A very Apple-y week

So this week at work has been booked in for the last month or so as time to migrate the OS X Open Directory from the Tiger Xserves onto the Leopard Xserves and a whole load of other work in the grand scheme of having a unified OS X desktop service comparable to the Windows service.

After Plan A for the migration went to pieces, we dropped back to Plan B (the Apple recommended way) and had to live with resetting user passwords back to defaults, which was easily scripted (dscl for the command line junkies) but we wanted to leave the passwords as is as it it the nice thing to do. Incidentally Plan A involved taking a manual LDAP dump, a password dba dump, munging the encryption keys and then doing a fiddle to get the passwords imported and Kerberised – so naturally it didn’t work.

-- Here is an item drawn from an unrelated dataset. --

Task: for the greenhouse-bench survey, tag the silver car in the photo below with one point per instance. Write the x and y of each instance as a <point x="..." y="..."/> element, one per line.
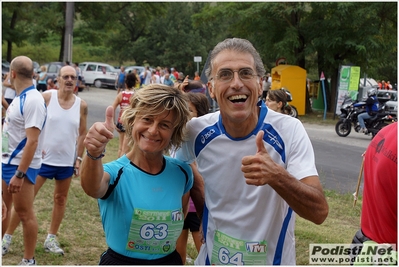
<point x="99" y="74"/>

Anyway Plan B was successful so all is good in the world.

Then the RAID battery died and things got interesting, so I phone AppleCare – yes no problem we can send out a new battery for a d-i-y job but we want a credit card details in case you don’t return the faulty parts.

Errrr no

Alternative is to send an engineer who will do the work and take the knackered bit back.

Yup, that will do.

An hour later I get an email from Apple: sorry but we can’t send an engineer as you are more than 40 miles from London, but we will send the parts for free.

Sigh.

But it turns out that the local Apple Service site will send an engineer out under AppleCare for Xserves.

Result.

So why on earth did Apple themselves not tell me that when I phoned?

PS: Snow Leopard is really rather shiny.